Estimé à plus de 400 millions d’euros, le marché de l’enseignement des langues, pénalisé par la crise depuis 2009, devrait retrouver quelques couleurs cette année. Selon les estimations des experts Xerfi, il progresserait alors de 0,5 % en valeur avant de rebondir plus franchement en 2013 de l’ordre de + 3 %. Depuis deux ans, les entreprises se concentrent sur d’autres domaines comme le management, le marketing ou encore la communication. « Ces dernières années, explique Faïza Bolongaro, chargée d’études chez Xerfi, pour des questions purement conjoncturelles, les entreprises ont un peu délaissé les formations en langues au profit de secteurs immédiatement opérationnels. »
Des besoins en langues toujours croissants
Pourtant, les besoins sont croissants en entreprises et l’apprentissage des langues occupe aujourd’hui une place à part dans la construction des plans de formations. Avec la poursuite de la mondialisation de l’économie, l’anglais (90 % des heures de formations dispensées) est devenu incontournable au sein des entreprises, jusqu’à conditionner l’accès à certains postes, notamment dans les multinationales. « Diverses études sur les compétences en anglais démontrent que si le niveau général des salariés français est globalement correct, il reste beaucoup à faire sur l’anglais appliqué avec d’énormes besoins dans les domaines techniques », explique Faïza Bolongaro. Et de préciser que si les jeunes diplômés sortent aujourd’hui des écoles avec un meilleur niveau de langues que leurs prédécesseurs, boostés par de nombreux voyages et stages à l’étranger, « les entreprises doivent en revanche former leurs salariés de plus de trente ans qui ont déjà perdu les apprentissages scolaires et pour lesquels le vocabulaire technique n’est pas acquis ». Et ceci quels que soient les secteurs d’activité, en dehors du tourisme bien sûr. Enfin, le recours au DIF, sous-exploité en France, ouvre également une voie pour développer le marché de l’enseignement en langues et devrait favoriser des démarches individuelles de formation.

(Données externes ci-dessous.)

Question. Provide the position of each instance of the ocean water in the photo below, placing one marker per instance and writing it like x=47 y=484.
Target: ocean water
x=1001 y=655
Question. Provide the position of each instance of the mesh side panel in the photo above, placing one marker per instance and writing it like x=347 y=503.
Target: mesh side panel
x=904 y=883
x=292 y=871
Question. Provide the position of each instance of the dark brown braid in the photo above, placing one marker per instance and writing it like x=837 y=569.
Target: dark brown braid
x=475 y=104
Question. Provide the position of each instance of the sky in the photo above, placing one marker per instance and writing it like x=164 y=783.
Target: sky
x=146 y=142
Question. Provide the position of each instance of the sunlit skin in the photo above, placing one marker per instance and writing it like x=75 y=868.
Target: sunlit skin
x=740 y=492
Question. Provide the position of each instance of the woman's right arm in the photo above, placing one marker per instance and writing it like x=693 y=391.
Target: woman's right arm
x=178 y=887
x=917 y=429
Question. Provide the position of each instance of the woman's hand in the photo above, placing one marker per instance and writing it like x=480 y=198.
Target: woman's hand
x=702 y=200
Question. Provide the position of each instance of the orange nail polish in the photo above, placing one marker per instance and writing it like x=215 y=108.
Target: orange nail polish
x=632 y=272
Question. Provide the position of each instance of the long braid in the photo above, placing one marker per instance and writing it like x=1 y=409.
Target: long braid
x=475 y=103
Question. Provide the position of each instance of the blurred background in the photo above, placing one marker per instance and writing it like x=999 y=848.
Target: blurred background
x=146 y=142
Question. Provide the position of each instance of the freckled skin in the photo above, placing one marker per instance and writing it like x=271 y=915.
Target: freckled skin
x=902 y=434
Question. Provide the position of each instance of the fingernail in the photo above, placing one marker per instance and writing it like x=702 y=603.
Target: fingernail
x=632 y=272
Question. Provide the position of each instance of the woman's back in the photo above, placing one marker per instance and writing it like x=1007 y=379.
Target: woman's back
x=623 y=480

Les apprentissages par téléphone et en face à face toujours plébiscités
Le marché de l’enseignement des langues est aujourd’hui peu structuré. Il se compose d’une multitude d’opérateurs, intervenant à l’échelle locale ou nationale, appartenant à la sphère privée lucrative, au domaine public, voire associatif. On citera les généralistes de la formation (comme Demos ou Cegos) qui ont développé des cours de langues afin de proposer une offre globale de formation à leurs clients grands comptes ; les écoles de langues (Wall Street Institute, Berlitz), essentiellement spécialisées sur l’enseignement de l’anglais avec leurs offres sur mesure ; les spécialistes de la formation par téléphone (Telelangue, GoFluent) ou les acteurs de l’e-learning (Babbel) qui proposent uniquement des solutions distancielles. Dans ce panorama, il semblerait que les entreprises restent fidèles aux apprentissages traditionnels comme le téléphone ou les cours en face à face, qui ont fait leurs preuves et restent largement plébiscités (les cours en face à face représentent encore aujourd’hui 80 % des prestations).
Le nouveau potentiel de la visioformation et du blended learning
Si Faïza Bolongaro se montre sceptique quant à la pertinence des méthodes purement distancielles qui « supposent généralement un engagement du salarié en dehors de son temps de travail et affichent des résultats décevants en raison d’un taux d’abandon de l’ordre de 70 % », elle croit néanmoins au potentiel de la visioformation et du blended learning qui se développent un peu partout aujourd’hui. « La visioformation, explique la chargée d’études, est une excellente alternative aux cours en face à face. Alors qu’une grande partie des enseignements se déroule en région parisienne, cette solution semble correspondre aux besoins des entreprises situées en province et leur évite des déplacements souvent coûteux. L’apprenant est certes à distance mais il reste en contact direct avec son enseignant ». Dans ce contexte, le blended learning, cette offre mixte entre e-learning et présentiel, est également une solution intéressante. Elle s’inscrit en effet dans l’évolution des supports de formation avec le développement des usages de smartphones, tablettes ou autres outils technologiques, et constitue par conséquent une voie d’avenir pour la profession.